04 maio 2009

brecholando

hoje eu vou me permitir fazer um post mais espontâneo, aproveitando uma situação que vivi com uma parente, que me fez uma recente visita em São Paulo. certa de que ela ia apreciar, levei-a à tradicional "feira de antiguidades do MASP". trata-se de um comércio que acontece nas manhãs e tardes de domingo, no vão livre do prédio do Museu de Arte de São Paulo, na Avenida Paulista, e que vende "coisas antigas" - desde livros e objetos de uso pessoal, até os mais diversos ornamentos para a casa.

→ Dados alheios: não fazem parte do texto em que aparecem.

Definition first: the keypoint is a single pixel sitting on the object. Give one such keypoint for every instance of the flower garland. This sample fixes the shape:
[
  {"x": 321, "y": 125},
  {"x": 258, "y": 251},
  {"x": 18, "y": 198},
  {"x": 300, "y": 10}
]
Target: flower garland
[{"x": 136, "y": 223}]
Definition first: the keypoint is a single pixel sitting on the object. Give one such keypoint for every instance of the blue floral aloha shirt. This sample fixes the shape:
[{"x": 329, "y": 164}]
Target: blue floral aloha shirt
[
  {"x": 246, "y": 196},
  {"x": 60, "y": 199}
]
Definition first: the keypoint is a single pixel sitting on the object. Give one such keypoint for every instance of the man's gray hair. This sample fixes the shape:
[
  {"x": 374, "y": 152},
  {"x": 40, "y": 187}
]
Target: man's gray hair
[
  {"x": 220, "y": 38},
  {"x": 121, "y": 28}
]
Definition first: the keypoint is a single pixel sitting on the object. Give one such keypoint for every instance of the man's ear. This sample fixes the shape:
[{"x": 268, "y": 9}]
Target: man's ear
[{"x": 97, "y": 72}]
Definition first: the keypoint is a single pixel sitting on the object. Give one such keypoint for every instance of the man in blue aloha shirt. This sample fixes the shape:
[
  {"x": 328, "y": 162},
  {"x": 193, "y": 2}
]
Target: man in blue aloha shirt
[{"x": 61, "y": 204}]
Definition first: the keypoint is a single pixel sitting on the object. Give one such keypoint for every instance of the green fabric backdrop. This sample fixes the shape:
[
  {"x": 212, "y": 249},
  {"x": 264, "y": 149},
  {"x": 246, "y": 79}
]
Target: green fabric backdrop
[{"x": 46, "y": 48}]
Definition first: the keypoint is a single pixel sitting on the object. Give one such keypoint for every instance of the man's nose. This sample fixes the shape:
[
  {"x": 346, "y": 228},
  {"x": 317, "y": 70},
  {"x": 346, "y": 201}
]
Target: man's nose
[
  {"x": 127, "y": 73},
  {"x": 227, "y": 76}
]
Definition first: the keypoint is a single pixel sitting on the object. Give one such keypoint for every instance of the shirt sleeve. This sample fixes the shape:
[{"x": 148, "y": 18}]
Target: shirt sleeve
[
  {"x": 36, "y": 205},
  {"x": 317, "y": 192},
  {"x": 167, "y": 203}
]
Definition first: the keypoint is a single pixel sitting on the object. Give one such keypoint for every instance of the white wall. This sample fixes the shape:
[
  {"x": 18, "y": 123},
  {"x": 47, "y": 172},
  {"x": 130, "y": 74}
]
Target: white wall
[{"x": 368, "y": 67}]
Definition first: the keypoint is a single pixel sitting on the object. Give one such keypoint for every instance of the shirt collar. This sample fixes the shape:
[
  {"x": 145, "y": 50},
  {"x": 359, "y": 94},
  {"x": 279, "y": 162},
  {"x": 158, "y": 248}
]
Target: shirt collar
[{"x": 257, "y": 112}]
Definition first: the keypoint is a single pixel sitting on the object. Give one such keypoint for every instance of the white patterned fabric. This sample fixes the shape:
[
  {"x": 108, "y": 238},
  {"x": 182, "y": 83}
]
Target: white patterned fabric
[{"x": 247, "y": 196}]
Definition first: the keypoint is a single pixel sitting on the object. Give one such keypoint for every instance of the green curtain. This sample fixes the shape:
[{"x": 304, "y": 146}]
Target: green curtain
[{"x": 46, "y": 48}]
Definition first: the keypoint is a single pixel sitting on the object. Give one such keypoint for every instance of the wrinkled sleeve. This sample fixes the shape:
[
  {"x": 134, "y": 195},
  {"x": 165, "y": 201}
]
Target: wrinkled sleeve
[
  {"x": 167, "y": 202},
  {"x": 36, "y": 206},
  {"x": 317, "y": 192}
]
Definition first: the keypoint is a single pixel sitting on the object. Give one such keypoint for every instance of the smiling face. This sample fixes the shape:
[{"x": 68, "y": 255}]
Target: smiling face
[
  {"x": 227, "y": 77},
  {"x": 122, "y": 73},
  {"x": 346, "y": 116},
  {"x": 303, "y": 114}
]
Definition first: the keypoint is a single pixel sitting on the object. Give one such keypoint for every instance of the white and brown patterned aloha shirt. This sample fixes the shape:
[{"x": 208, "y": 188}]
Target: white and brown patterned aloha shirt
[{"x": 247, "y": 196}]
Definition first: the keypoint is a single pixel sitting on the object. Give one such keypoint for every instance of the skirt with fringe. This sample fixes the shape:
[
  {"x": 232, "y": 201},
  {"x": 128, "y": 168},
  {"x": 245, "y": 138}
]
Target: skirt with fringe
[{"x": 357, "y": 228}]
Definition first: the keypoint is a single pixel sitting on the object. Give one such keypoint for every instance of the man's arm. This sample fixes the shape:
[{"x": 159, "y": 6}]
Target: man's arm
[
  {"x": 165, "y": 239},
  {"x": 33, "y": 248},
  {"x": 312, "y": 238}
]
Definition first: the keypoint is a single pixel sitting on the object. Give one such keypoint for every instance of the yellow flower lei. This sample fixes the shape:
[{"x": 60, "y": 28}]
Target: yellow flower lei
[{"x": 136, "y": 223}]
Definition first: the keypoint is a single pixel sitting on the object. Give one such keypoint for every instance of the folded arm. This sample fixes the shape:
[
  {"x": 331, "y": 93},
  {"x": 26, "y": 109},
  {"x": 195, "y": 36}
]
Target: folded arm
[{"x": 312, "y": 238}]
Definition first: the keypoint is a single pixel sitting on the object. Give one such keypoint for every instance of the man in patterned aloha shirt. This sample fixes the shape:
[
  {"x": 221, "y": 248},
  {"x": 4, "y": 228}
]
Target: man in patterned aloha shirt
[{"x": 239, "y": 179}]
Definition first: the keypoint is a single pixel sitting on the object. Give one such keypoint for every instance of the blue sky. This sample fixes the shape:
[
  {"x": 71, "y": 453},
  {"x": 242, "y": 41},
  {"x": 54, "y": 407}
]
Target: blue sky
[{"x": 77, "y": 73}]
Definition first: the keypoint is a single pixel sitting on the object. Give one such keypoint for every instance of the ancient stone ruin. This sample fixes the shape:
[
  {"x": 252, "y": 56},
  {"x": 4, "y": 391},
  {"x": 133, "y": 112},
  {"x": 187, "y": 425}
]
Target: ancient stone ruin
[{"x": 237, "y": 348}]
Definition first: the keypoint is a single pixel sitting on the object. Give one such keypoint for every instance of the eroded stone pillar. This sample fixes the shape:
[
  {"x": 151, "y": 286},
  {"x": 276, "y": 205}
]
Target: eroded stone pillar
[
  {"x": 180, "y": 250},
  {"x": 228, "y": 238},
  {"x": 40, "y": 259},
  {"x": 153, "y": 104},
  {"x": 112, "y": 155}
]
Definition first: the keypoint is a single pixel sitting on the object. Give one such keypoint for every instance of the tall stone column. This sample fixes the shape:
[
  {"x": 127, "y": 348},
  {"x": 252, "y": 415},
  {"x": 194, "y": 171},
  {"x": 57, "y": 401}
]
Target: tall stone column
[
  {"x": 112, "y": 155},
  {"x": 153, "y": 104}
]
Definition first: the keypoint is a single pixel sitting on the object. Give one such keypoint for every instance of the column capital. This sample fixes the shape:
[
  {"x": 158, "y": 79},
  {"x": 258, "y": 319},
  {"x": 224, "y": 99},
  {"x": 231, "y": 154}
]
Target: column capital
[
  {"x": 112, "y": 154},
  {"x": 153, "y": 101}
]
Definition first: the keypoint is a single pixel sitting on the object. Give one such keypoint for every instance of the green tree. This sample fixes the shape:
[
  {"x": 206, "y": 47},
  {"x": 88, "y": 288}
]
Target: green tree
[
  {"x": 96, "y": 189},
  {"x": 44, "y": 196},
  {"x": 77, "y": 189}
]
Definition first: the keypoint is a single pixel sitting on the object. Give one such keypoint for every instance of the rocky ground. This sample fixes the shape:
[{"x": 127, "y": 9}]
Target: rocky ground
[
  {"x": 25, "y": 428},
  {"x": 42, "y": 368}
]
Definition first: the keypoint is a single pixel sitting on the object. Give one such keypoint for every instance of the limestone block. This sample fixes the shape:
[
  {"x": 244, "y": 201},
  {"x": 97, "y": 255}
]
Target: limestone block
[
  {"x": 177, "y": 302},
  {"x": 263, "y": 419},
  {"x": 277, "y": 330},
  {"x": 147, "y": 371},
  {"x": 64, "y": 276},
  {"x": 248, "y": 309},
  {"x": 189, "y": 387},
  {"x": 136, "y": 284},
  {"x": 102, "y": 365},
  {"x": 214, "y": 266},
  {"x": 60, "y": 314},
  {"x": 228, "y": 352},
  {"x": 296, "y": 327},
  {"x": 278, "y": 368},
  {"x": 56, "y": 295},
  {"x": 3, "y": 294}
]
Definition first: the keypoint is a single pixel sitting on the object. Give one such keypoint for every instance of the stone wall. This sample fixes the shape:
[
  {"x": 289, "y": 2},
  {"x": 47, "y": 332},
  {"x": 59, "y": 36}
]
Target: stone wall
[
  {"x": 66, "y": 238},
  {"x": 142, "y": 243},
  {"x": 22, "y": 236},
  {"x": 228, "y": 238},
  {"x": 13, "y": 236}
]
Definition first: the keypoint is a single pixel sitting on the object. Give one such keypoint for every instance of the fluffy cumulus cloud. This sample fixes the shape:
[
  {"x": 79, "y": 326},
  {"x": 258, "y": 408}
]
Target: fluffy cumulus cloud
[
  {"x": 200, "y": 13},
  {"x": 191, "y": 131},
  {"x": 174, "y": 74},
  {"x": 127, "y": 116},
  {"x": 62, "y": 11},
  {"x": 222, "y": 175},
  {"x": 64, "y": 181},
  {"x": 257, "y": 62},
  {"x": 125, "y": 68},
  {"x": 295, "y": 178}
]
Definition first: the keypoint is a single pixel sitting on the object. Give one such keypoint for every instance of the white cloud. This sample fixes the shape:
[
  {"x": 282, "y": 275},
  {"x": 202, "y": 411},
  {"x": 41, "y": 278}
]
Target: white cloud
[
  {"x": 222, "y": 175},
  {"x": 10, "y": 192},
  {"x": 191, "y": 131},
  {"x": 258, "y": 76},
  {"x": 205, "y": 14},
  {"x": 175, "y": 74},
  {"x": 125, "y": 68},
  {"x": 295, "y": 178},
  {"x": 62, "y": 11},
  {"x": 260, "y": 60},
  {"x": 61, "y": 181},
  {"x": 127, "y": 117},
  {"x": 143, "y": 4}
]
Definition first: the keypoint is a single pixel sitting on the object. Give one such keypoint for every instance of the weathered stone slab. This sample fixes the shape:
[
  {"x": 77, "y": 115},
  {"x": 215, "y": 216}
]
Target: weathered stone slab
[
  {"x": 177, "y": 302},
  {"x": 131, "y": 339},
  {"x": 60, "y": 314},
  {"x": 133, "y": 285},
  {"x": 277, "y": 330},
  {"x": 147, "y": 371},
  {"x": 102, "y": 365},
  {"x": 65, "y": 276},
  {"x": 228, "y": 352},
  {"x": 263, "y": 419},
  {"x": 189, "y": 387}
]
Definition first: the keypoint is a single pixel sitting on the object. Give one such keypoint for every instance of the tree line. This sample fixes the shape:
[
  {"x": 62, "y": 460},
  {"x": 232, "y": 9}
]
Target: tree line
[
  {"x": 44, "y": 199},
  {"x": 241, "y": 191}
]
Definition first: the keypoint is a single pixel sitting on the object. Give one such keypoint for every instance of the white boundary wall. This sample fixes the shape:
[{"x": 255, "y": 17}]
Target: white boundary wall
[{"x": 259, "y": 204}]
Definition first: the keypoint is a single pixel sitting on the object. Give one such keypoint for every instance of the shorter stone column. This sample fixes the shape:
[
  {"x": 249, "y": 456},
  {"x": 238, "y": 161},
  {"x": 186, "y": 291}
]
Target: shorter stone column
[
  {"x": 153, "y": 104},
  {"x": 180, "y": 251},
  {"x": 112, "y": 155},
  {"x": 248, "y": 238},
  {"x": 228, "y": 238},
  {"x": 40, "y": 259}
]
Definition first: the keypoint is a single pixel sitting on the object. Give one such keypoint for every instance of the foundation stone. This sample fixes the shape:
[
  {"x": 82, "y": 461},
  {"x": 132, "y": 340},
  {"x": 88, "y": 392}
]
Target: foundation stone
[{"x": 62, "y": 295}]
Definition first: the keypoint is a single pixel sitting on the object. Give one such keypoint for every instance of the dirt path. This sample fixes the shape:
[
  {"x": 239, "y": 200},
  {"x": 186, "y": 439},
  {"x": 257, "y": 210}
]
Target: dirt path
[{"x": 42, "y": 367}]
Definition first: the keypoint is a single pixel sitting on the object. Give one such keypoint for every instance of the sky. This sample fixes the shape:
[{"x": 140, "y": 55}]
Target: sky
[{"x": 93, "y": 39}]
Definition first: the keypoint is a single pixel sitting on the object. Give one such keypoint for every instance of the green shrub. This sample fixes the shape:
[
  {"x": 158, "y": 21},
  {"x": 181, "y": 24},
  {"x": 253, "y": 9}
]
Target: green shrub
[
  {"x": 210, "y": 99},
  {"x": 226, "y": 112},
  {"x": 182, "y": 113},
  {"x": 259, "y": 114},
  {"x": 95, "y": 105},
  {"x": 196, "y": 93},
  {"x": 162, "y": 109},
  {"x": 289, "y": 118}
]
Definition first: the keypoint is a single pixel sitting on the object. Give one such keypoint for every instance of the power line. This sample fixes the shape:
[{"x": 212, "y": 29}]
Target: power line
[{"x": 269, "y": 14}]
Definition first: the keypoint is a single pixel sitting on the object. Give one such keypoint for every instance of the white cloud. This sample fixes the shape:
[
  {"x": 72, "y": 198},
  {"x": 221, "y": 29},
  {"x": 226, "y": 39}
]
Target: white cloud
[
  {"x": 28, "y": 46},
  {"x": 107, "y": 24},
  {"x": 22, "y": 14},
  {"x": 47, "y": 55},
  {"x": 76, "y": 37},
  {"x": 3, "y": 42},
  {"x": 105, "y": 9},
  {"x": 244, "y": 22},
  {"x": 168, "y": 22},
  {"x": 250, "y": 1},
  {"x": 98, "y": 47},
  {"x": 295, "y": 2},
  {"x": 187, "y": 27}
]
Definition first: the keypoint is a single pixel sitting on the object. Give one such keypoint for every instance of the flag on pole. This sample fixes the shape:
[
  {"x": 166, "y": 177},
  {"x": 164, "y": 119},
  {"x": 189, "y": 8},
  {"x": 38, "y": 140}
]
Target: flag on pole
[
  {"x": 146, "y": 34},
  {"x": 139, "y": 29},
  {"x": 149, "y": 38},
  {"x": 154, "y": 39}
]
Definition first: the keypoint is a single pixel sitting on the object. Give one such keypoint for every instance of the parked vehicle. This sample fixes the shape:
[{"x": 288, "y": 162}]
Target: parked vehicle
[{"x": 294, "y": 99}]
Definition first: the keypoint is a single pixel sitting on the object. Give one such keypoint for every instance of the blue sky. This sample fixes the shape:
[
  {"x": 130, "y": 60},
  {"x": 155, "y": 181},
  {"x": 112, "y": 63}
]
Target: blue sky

a "feira de antiguidades do MASP" é uma das opções
em São Paulo, para quem gosta de "brecholar"
(assim como a "feirinha da Benedito Calixto" e a "do Bexiga").
sua característica é a de que as peças já estão bastante
selecionadas e, por isso, nem sempre possuem um preço baixo.
de qualquer modo, sempre há algumas "boas oportunidades",
além de valer o passeio e a apreciação dos objetos

logo de início encontramos uma linda bolsinha de mão, prateada, com uma armação de metal enfeitada com flores e com um preço bem interessante. nem eu, nem ela, duvidamos sobre a boa oportunidade, quando ela fez sua primeira aquisição. mais à frente, porém, ela me disse: "olha! não reparei que está com essa manchinha!"

um pouco depois ela achou um charme de brinco. ele era comprido, ideal para um vestido que vai usar num próximo casamento e que exige, como complementos, brincos longos e/ou pulseira - que distribuam a atenção concentrada no tronco, onde está o forte da roupa. ela pediu minha opinião, assim como de sua mãe. ambas gostamos, mas prosseguimos nossa caminhada, enquanto ela decidia na barraca. um pouco depois, ao nos reencontrarmos, ela pediu que voltássemos juntas para concluir a compra, mas o brinco já tinha sido vendido para outra pessoa, o que a deixou chateada.

Alix, do blog www.thecherryblossomgirl.com,
é encantada por peças antigas

o que quero apontar com esse exemplo é que quando compramos uma peça antiga, "de brechó", estamos adquirindo uma peça que, em geral, já foi usada e que tem uma idade e, portanto, suas marcas. essas, desde que não comprometam a estrutura da peça, ou seja, desde que não sejam estragos, não são necessariamente defeitos, mas traços do tempo - pelo menos, é assim que eu vejo.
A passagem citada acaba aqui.